How to Get the Most out of Your Workout
Maximize your time and workout by exercising smart.
For years, people striving to keep fit have been told to hit their target heart-rate zone. Trouble is, the formula is only an estimate based on your theoretical maximal heart rate. Your true maximal heart rate may be as much as 15 beats per minute higher or lower. Consequently, you may be exercising at an intensity that is either too easy or too strenuous (and potentially dangerous).
"You should never rely solely on the numbers," says Patrick Hagerman, EdD, clinical assistant professor of exercise and sport science at the University of Tulsa in Oklahoma. Factors that may affect your maximal heart rate include certain drugs, such as beta-blockers, and eating too few carbohydrates. Other factors: stress, heat, dehydration, and the type of exercise itself.

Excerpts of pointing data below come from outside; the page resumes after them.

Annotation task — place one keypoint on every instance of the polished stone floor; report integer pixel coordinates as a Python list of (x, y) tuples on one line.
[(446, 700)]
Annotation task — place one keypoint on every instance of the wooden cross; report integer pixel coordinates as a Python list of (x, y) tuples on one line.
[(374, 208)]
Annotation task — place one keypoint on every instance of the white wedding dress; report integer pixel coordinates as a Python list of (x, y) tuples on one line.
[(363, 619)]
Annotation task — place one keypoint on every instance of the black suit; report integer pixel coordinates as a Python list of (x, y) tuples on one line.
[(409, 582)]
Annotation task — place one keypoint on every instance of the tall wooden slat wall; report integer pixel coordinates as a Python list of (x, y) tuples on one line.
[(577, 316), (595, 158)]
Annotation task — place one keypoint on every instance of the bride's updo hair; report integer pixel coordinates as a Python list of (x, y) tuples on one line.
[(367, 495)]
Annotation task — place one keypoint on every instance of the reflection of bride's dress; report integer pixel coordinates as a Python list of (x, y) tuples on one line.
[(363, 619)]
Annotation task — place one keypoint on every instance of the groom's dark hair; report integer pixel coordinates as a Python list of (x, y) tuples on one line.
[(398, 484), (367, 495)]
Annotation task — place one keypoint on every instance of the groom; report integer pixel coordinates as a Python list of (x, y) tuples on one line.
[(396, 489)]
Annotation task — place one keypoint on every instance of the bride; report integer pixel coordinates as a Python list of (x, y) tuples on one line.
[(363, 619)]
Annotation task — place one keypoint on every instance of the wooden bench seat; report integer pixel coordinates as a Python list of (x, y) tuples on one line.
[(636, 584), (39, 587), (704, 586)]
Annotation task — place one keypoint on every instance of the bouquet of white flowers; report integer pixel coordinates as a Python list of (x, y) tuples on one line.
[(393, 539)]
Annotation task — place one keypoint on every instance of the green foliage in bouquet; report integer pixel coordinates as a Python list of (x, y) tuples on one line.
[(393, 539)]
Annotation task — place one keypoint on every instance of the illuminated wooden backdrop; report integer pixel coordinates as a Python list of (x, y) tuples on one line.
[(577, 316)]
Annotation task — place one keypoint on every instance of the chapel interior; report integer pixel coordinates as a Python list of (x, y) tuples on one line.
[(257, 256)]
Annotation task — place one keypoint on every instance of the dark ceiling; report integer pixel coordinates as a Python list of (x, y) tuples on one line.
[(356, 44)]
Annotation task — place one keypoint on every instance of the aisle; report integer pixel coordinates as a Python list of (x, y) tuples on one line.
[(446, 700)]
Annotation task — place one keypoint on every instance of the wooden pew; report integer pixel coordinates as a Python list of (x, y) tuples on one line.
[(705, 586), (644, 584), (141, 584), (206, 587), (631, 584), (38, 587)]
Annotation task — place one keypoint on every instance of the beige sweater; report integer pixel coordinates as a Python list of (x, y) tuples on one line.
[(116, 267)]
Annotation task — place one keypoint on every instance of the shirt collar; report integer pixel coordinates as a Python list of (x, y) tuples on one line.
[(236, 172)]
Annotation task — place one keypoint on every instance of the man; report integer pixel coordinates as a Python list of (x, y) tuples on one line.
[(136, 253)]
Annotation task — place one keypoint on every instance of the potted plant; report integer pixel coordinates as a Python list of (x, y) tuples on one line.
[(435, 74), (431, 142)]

If you think that's all too complicated to factor in before a jog, you're right. Fortunately, there's an easier way; it's called rating of perceived exertion. You rate the intensity using a scale of 0 to 10. A zero equates to sitting on the couch eating corn chips. A 10 is an all-out, gasping-for-air, praying-for-deliverance sprint.
"You have to listen to your whole body and rate the totality of the sensations," explains Robert Robergs, PhD, director of the exercise physiology laboratories at the University of New Mexico in Albuquerque. If a walk feels somewhat hard and a light sweat is dotting your brow, give it a 4. For an optimal workout, stay between 4 and 6. At the 6 level, says Hagerman, you should be "somewhat out of breath. Conversations should be labored, not chatty." A lot of physical discomfort is a sign you're overdoing it, no matter what your heart-rate monitor says. Ease off a bit.
Tip: To determine your target heart-rate zone, find your maximal heart rate (220 minus your age) and then exercise within 60-80 percent of that number. If you're 40 years old, your maximal heart rate would be 180 beats per minute with a target of 108-144.